Being brave is not a risk. After all, that’s how you stand out.
“It’s more of a risk to blend in because nobody notices you.” So goes the seemingly counter-intuitive advice in The Contagious Commandments, co-authored by Paul Kemp-Robertson and Chris Barth. Schools would do well to heed the risk of blending in. The tome is full of ‘commandments,’ a series of admonitions that result in a positive impact, whether that is increased brand awareness, attitudes toward a brand, or performance.
The authors share four of their commandments in the November 2018 issue of Business Life:
(1) Have an Organising Principle
(2) Weaponise Your Audience
(3) Ask Heretical Questions
(4) Align With Behaviour
HAVE AN ORGANISATIONAL PRINCIPLE
You must be able to figure out why your school exists: both for employees and for students and their families.

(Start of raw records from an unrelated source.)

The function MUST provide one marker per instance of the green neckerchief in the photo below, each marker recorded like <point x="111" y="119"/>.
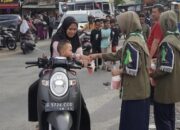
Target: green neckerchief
<point x="163" y="54"/>
<point x="128" y="57"/>
<point x="137" y="34"/>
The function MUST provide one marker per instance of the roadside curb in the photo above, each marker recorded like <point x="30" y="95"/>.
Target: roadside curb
<point x="6" y="52"/>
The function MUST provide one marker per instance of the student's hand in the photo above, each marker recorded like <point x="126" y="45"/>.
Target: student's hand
<point x="94" y="56"/>
<point x="85" y="58"/>
<point x="44" y="56"/>
<point x="85" y="63"/>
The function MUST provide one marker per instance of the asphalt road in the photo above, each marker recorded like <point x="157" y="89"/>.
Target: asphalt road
<point x="103" y="102"/>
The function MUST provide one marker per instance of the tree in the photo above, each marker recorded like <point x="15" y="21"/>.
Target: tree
<point x="119" y="2"/>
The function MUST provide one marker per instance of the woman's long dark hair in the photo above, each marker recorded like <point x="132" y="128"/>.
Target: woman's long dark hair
<point x="61" y="34"/>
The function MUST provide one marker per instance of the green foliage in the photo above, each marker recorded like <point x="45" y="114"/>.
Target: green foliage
<point x="119" y="2"/>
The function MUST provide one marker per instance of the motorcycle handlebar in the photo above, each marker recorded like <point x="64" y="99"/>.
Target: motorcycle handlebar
<point x="55" y="62"/>
<point x="31" y="62"/>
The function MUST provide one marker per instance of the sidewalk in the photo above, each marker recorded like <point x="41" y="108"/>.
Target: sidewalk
<point x="7" y="52"/>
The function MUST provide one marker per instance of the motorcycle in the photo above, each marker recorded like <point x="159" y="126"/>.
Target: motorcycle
<point x="27" y="43"/>
<point x="59" y="100"/>
<point x="85" y="41"/>
<point x="7" y="39"/>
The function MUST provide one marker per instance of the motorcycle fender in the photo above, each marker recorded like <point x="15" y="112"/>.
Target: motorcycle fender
<point x="60" y="120"/>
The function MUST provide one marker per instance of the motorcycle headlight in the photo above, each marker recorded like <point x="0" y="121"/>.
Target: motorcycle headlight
<point x="59" y="84"/>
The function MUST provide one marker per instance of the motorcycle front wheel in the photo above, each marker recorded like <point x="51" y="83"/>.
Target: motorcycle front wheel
<point x="11" y="45"/>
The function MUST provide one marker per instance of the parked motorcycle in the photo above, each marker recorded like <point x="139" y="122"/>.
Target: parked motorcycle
<point x="27" y="43"/>
<point x="85" y="41"/>
<point x="7" y="38"/>
<point x="59" y="100"/>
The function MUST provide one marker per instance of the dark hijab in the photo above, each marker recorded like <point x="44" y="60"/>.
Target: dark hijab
<point x="61" y="34"/>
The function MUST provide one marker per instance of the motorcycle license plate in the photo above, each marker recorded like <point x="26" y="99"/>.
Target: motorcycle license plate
<point x="64" y="106"/>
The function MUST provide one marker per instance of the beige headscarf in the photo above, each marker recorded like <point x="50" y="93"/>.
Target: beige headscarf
<point x="129" y="22"/>
<point x="168" y="21"/>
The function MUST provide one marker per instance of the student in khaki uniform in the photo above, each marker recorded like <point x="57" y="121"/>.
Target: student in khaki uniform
<point x="167" y="90"/>
<point x="134" y="57"/>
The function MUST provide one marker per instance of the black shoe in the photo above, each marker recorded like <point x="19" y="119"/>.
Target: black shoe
<point x="106" y="83"/>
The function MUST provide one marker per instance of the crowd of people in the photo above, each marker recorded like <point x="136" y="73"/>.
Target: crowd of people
<point x="41" y="25"/>
<point x="143" y="47"/>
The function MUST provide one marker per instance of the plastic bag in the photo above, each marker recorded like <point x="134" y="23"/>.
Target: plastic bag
<point x="116" y="82"/>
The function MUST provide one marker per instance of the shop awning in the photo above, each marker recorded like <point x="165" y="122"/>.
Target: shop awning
<point x="38" y="6"/>
<point x="9" y="6"/>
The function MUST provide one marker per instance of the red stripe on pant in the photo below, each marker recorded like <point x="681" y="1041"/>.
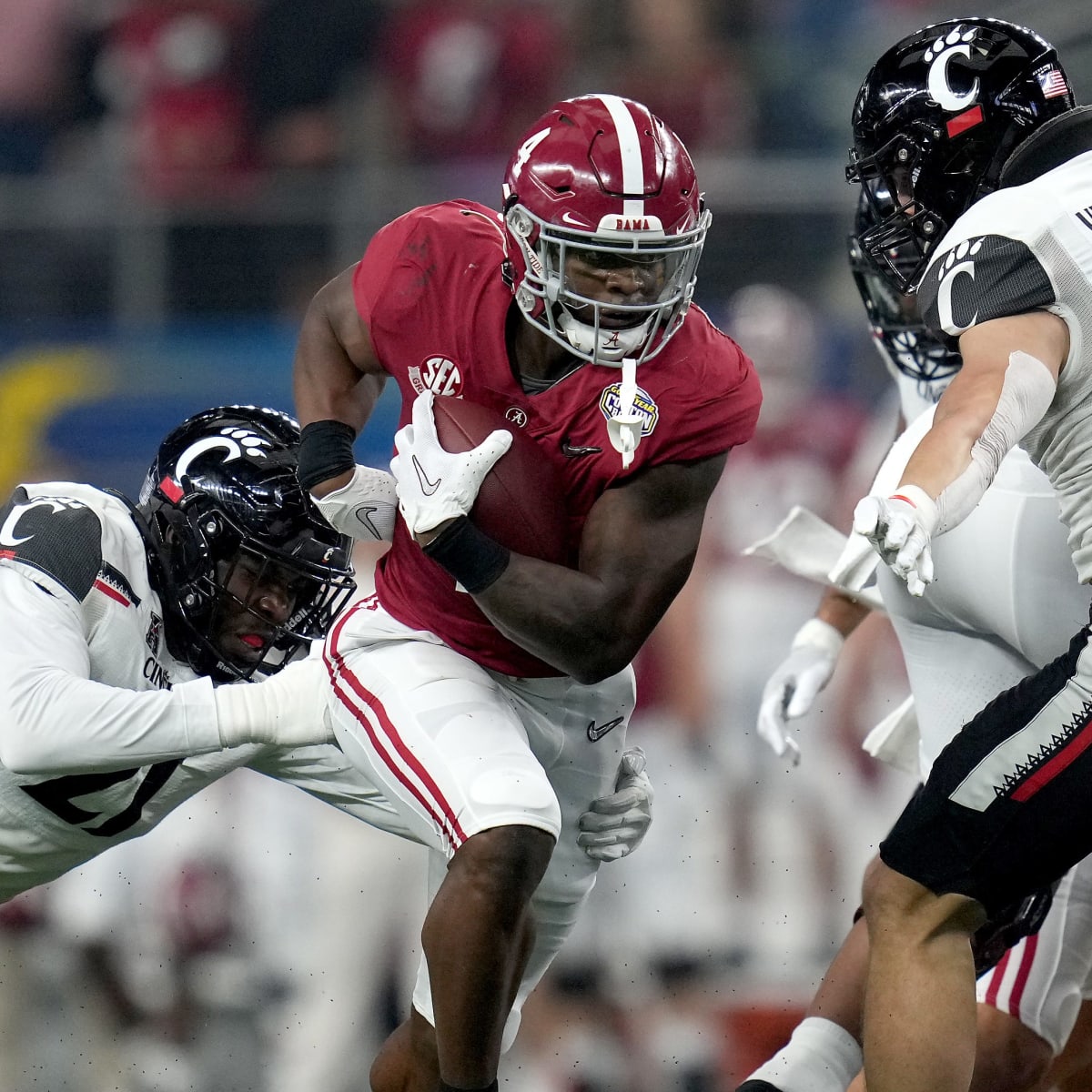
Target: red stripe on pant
<point x="347" y="688"/>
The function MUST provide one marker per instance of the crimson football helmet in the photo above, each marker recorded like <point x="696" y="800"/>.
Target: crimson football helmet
<point x="223" y="492"/>
<point x="934" y="124"/>
<point x="602" y="180"/>
<point x="904" y="339"/>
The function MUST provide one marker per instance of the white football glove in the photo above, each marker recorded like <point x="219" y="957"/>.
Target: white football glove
<point x="288" y="709"/>
<point x="615" y="824"/>
<point x="364" y="508"/>
<point x="435" y="485"/>
<point x="900" y="529"/>
<point x="792" y="688"/>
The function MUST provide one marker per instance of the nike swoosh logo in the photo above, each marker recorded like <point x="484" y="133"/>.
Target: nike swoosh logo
<point x="427" y="485"/>
<point x="574" y="451"/>
<point x="364" y="514"/>
<point x="596" y="732"/>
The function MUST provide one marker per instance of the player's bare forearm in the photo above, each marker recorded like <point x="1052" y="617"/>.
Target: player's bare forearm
<point x="637" y="551"/>
<point x="336" y="374"/>
<point x="971" y="401"/>
<point x="842" y="611"/>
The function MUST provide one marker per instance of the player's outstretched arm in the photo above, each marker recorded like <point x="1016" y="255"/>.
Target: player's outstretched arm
<point x="791" y="691"/>
<point x="1007" y="382"/>
<point x="337" y="380"/>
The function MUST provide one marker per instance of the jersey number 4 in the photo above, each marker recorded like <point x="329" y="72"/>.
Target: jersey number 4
<point x="57" y="795"/>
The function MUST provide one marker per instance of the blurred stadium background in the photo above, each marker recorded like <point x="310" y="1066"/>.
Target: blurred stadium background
<point x="176" y="178"/>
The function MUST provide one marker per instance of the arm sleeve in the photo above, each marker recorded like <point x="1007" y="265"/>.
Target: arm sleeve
<point x="55" y="719"/>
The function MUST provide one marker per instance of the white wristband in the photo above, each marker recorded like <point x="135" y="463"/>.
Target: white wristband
<point x="916" y="497"/>
<point x="820" y="634"/>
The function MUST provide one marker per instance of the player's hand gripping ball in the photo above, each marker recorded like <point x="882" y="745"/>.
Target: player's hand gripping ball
<point x="450" y="452"/>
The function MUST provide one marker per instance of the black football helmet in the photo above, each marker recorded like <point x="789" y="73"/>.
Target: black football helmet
<point x="223" y="491"/>
<point x="904" y="339"/>
<point x="935" y="121"/>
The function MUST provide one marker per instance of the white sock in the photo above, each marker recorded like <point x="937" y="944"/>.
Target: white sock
<point x="820" y="1057"/>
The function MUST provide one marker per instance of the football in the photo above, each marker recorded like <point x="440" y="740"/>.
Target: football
<point x="521" y="502"/>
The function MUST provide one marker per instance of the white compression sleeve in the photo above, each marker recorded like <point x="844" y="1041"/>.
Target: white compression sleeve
<point x="1026" y="393"/>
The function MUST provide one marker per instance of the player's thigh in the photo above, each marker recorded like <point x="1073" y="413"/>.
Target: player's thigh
<point x="438" y="735"/>
<point x="996" y="818"/>
<point x="953" y="672"/>
<point x="1042" y="980"/>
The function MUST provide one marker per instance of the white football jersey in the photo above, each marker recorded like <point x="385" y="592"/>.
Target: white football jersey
<point x="103" y="748"/>
<point x="1019" y="249"/>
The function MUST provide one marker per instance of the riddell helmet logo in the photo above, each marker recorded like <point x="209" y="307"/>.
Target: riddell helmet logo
<point x="938" y="57"/>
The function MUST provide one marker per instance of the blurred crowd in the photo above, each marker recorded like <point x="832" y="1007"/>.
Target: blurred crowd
<point x="259" y="942"/>
<point x="200" y="94"/>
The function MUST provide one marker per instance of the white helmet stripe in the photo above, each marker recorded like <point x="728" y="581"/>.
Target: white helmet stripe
<point x="629" y="145"/>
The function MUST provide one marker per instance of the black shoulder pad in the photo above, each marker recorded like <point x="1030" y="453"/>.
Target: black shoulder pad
<point x="56" y="535"/>
<point x="986" y="278"/>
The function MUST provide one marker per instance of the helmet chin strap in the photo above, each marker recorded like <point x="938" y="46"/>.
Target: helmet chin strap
<point x="609" y="347"/>
<point x="623" y="429"/>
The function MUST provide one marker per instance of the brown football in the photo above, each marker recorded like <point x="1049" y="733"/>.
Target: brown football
<point x="521" y="502"/>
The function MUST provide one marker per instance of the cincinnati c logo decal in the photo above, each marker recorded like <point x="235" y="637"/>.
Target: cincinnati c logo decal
<point x="938" y="57"/>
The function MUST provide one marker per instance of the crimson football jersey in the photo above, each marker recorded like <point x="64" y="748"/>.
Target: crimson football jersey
<point x="431" y="290"/>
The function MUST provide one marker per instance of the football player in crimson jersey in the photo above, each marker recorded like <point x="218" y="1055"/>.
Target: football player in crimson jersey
<point x="489" y="692"/>
<point x="124" y="625"/>
<point x="971" y="126"/>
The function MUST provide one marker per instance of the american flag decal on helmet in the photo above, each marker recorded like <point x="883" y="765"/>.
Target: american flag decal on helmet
<point x="1053" y="83"/>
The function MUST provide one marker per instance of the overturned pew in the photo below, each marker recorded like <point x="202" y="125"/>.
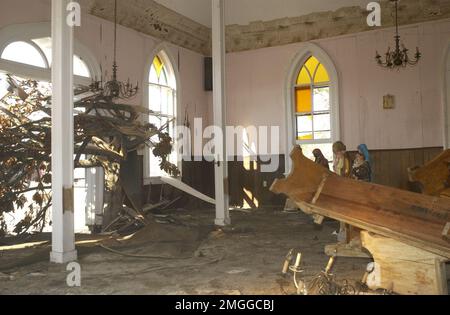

Don’t just think about growing your enrolment and redesigning (or building) learning spaces; how are you different from your competition, and how do you help families navigate the years of their children’s development?
WEAPONISE YOUR AUDIENCE
A strong choice of verb, this commandment deals with collaborating with your students and families, and using them as your media channels to advance your school brand. What if they helped to evolve what your brand stands for? ‘Media channels’ should be seen as a euphemism for ‘word of mouth,’ still (arguably) the most effective recommendation tool for schools.
ASK HERETICAL QUESTIONS
The authors cite the example of a hotel that asked itself, “In a hotel that’s not full, why can’t people stay for a few more hours or even another night for free?” An Australian boutique hotel chain that did this very thing found out that, when people were presented with this opportunity, they chose to pamper themselves with special room service and other services, resulting in a 359% return on investment for this initiative. Ask “fundamental questions about the nature of your organisation, and champion awkwardness” suggest the authors.
ALIGN WITH BEHAVIOUR
Don’t reinvent the wheel; instead, identify existing patterns. How might your school build on them? Basically, “it’s all about listening, and prioritising people,” says Kemp-Robertson. His advice is to understand what people are doing in “areas adjacent to their idea, and then move in that direction, rather than expecting people to change their behaviours and go out of their way to interact with advertising” (46).
As you consider your next strategic plan (or episode of strategic thinking, etc.) in your school, how might you engage with The Contagious Commandments in your work? One frequently missing element in school strategy work, at least from what we are seeing when we look at school strategy, is attention to brand awareness and attitudes; this should form part and parcel of your strategy.